Sabre Defence Industries
- Company type: Private Limited
- Industry: Firearms; Firearm Accessories;
- Founder: Guy Savage
- Defunct: 2013
- Fate: Bankrupt. Assets acquired in 2016 by New Empire Industries.
- Headquarters: Nashville, Tennessee
- Products: XR15; M4 Carbine variants; M16A4s variants; Steyr AUG components;
- Website: www.sabredefence.com

= Sabre Defence =

Defunct American manufacturer of firearms and firearm parts and accessories

Sabre Defence Industries, LLC was an American manufacturer of firearms and firearm parts and accessories. It was contracted by the United States armed forces for parts and mounts for the M2 Browning machine gun and Minigun. In addition to its government contracts, it produced the XR15, non-standard M4 Carbines, and non-standard M16A4s, and contract components for civilian-market versions of the Steyr AUG. Sabre also acted as an importer for Sphinx Systems.

Its website now lists the company as out of business as of 2013.

==History==
Sabre Defence was founded in December 2002 by Guy Savage.

The company was raided in 2010 by the BATF, which in 2011 indicted the company owner and four company officials on charges related to unauthorized exports of AR-15 parts to the sister company Sabre Defence Industries Inc. in the United Kingdom, and importing suppressors from Finland without the appropriate permits. The four officials have pleaded guilty to violating the appropriate laws.

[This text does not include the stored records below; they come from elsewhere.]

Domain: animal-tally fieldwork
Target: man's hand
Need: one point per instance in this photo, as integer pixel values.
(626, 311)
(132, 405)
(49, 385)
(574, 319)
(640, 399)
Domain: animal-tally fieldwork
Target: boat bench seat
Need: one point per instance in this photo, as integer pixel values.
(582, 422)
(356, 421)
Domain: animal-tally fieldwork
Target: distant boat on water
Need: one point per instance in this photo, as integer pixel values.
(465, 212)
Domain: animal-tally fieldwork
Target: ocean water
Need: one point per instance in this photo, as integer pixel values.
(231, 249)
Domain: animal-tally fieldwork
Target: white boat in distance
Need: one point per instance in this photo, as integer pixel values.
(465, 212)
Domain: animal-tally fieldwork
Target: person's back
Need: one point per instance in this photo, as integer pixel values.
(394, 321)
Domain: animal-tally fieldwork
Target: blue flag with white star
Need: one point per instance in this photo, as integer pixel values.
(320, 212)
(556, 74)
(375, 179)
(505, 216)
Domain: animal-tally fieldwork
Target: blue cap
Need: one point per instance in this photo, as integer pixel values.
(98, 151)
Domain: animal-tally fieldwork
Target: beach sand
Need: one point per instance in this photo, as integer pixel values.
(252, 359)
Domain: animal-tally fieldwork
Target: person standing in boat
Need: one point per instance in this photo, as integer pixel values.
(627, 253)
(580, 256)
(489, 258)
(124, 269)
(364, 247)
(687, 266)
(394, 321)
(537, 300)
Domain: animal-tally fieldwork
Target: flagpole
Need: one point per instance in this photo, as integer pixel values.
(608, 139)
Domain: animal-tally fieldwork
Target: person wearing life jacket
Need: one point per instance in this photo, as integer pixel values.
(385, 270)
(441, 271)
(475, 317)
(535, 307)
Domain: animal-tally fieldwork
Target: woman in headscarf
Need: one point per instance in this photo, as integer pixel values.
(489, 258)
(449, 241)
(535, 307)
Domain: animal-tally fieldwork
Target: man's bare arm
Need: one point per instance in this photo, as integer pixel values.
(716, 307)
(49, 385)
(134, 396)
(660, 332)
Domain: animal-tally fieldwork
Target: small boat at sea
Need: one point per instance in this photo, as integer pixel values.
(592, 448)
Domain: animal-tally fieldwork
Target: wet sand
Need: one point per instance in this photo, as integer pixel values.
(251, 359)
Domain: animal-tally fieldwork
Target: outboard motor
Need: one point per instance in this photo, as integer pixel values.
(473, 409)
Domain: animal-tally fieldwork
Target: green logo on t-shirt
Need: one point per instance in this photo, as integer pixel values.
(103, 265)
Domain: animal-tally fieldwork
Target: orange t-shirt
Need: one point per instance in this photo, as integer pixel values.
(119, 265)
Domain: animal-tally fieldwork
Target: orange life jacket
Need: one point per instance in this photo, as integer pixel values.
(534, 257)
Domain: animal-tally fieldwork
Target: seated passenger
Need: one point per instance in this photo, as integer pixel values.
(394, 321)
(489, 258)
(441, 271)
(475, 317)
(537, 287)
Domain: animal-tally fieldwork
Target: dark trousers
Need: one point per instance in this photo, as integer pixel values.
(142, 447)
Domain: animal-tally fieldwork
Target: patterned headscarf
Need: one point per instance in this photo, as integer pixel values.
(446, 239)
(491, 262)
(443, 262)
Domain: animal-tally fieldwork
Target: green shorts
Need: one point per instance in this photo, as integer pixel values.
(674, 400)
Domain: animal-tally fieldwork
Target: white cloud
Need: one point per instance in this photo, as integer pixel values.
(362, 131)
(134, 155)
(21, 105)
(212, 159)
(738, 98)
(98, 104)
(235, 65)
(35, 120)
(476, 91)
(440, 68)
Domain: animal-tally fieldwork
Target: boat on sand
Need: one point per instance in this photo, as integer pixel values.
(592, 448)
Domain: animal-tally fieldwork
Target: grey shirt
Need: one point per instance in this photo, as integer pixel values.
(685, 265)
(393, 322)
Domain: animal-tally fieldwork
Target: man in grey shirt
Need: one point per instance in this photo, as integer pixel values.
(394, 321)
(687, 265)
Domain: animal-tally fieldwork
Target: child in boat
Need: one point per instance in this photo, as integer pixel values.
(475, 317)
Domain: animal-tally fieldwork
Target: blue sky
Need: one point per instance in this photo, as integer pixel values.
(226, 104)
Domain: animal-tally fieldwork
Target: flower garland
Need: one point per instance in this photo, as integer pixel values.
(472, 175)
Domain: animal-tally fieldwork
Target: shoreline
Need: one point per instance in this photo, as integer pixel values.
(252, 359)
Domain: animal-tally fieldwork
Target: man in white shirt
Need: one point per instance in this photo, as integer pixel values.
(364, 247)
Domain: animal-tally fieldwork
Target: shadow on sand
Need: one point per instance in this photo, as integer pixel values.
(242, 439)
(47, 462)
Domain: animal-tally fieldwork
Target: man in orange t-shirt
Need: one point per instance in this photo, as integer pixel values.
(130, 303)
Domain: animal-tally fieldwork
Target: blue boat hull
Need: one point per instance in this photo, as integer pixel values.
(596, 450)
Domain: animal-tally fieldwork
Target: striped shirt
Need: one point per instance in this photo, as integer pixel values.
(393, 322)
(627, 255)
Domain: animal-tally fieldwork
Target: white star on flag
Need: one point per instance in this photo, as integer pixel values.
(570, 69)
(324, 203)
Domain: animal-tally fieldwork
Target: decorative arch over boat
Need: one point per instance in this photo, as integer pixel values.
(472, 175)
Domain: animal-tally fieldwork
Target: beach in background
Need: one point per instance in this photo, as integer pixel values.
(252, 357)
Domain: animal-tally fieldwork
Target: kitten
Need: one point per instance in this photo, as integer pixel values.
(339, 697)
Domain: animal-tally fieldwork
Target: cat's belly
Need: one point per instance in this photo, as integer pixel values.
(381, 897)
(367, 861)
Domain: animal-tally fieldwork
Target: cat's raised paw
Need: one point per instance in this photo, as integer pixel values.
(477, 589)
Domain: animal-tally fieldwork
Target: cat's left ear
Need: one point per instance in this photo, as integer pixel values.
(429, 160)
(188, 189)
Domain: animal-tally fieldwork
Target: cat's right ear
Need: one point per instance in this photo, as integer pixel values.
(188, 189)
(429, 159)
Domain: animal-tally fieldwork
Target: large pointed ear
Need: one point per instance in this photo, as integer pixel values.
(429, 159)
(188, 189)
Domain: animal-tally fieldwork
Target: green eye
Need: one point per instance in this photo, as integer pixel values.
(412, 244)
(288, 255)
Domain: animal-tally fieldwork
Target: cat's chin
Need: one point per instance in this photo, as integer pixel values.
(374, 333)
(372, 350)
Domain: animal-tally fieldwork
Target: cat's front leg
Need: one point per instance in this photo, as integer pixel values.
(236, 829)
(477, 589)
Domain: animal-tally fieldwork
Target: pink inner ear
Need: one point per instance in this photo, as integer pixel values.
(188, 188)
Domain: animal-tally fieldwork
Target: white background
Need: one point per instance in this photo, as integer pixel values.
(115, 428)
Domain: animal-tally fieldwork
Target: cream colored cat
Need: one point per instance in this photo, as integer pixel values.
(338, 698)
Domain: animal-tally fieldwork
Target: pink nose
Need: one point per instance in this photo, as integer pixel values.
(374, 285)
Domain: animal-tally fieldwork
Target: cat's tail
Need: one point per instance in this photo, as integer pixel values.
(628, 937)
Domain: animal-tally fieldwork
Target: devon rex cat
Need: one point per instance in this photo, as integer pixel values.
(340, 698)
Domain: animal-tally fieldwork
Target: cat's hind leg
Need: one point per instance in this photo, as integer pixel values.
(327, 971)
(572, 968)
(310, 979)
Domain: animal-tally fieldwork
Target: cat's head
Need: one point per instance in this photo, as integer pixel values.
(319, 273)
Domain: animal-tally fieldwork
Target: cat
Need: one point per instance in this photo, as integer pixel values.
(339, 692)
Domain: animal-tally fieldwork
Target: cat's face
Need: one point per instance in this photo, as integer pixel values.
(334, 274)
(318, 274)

In 2011, SDI went into bankruptcy protection. SDI's assets were bought by Manroy USA for $4.95 million in a bankruptcy court sale.

On June 25, 2015, Manroy USA agreed to an Article 9 liquidation. In January 2016, all assets and intellectual properties of Sabre Defence Industries and Manroy USA were purchased by New Empire Industries and relocated to Lincoln, NE.